研究発表①「武蔵野プレイスがめざす機能連携とまちの活性化」

〈講師〉
 公益財団法人武蔵野生涯学習推進事業団 武蔵野プレイス事業部館長 三澤 和宏 氏

 三澤和宏氏からは、武蔵野プレイスのコンセプトと運営をする上で掲げているミッションについて、ケーススタディになるようなお話を伺いました。

 武蔵野プレイスは開館時から指定管理者制度を採用し、武蔵野プレイスの中に図書館機能があるという考えのもと、運営されています。交流をコンセプトにして図書館機能を中心に4つの機能を連携させてアクションの連鎖が起きることを目指している施設であるとご紹介いただきました。

 1階には貸出と返却、予約、雑誌・新聞のコーナーがあり、オープンカフェでは貸出前の本も持ち込み可能としているそうです。地下1階のメインライブラリーには、静かに勉強や読書ができるフロア、地下2階には図書のコーナーと青少年のフロアがあります。2階には児童コーナーと、実用書等をテーマ毎に並べたテーマライブラリーがあります。

 建物は吹き抜けになっているため1階の音が2階まで響いてくるが、逆にその音が心地よいという効果があるというお話しがありました。また、小さい部屋が並び、壁と天井が丸みのある一体的な感じに設計されているため、少し隠す事によって覗いてみたくなるブラウジングという効果を狙っていると説明がありました。

 3階に勉強ができるスタディコーナーと、スペースという大小5つの会議室があるそうです。スペースは部屋の中が見えるようにしてあり、お互いに何をやっているかわかる仕掛けにしているそうです。4階のワーキングデスクは有料のため稼働率が悪く、もう少し稼働率を上げたいとお話しがありました。また1階のギャラリーでは展示やコンサートを開催しており、人気のイベントになっているとお話がありました。カフェでは夜にお酒を飲みながら、トークイベント等を定期的に行っているそうです。

 市民活動カウンターでは、情報提供や市民活動に対する色々な相談等を受けたり、多くのフリースペースでは、市民活動のアクションの連鎖を期待しているとのことでした。

 青少年専用の、サウンドスタジオ、クラフトスタジオ、パフォーマンススタジオ等の音楽、調理、工芸、ダンス等ができる部屋もあり、青少年は10分の1の料金設定にしていると説明がありました。

 また武蔵野プレイスは公園との一体的管理をしており、お祭りやマルシェ等、地域の活性化のための大きなひとつのツールになっていると紹介されました。 利用実績としては、平成24年度は150万人を超える来館者と、登録者数は武蔵野市全館で1.37倍に伸びていること、利用者アンケートから今まで図書館に足を運ばなかった方の利用が増えているそうです。
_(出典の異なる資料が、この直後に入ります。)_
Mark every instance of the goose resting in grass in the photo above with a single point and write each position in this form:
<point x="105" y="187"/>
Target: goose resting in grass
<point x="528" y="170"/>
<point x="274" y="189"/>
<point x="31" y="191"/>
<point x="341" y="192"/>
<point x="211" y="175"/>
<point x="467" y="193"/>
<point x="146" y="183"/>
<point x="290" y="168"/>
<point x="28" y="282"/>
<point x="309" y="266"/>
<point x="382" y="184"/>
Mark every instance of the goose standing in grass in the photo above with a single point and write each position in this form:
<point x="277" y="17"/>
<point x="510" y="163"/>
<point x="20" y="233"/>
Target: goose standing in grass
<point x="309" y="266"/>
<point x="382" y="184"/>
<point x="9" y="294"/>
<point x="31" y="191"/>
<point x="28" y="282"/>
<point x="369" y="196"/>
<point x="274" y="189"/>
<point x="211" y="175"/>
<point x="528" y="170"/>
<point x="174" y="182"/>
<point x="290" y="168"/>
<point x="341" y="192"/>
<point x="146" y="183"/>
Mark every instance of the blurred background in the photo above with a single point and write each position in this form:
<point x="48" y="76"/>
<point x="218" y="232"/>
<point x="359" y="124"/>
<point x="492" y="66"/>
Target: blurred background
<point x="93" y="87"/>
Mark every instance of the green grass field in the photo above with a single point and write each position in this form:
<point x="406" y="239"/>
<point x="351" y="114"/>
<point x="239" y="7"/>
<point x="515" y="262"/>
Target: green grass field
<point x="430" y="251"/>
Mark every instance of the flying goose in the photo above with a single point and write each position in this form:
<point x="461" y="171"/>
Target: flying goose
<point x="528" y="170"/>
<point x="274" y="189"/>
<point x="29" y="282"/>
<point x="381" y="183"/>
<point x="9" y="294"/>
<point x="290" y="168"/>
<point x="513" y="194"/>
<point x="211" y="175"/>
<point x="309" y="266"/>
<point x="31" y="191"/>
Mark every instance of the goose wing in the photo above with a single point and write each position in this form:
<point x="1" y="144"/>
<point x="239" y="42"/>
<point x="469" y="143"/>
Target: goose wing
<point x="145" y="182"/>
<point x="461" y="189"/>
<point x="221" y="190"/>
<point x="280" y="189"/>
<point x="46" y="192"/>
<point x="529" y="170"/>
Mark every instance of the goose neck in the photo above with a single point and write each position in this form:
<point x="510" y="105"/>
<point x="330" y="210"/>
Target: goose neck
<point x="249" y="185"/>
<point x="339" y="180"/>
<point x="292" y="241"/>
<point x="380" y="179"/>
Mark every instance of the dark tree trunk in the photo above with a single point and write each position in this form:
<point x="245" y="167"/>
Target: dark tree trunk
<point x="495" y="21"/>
 機能の連携や融合の例として、イベントの際に関連書籍を展示する仕組み作りについてご紹介されました。同時に、どうすれば機能の連携や融合と言えるのかというところが悩ましいという課題にも触れ、ひとつひとつの機能のレベルアップも図らなければいけないと話してくださいました。その中で、今大会の研修を通じ、武蔵野プレイスの4つの機能は全部を含めて図書館と言ってもいいのではないかと考えられたそうです。最後に武蔵野プレイスに来館された際は、ぜひ色々なご意見をいただきたいと締めくくられました。

研究発表② 「"かいぶらり"の地域交流をささえる図書館情報システム」

〈講師〉
 山梨県立図書館資料情報課情報システム担当 土橋 みえ 副主幹

 ふたつめの研究発表では土橋みえ氏から、平成24年11月11日にオープンした山梨県立図書館 "かいぶらり"の図書館情報システムについて具体的な機能を中心にお話しをしていただきました。

 始めに山梨県立図書館の概要として、「開かれた図書館」「人々の交流を生む図書館」というコンセプトと、交流エリアと図書館機能を持つ閲覧エリアに分かれている施設についての説明がありました。入館者数は50万人を約半年間で達成し、旧図書館比で約5.5倍になっているそうです。図書館運営を支える情報システムは、平成20年から構築に取り組み、ほとんどの機能を新しくした事から、その新しい機能について詳しくお話しいただきました。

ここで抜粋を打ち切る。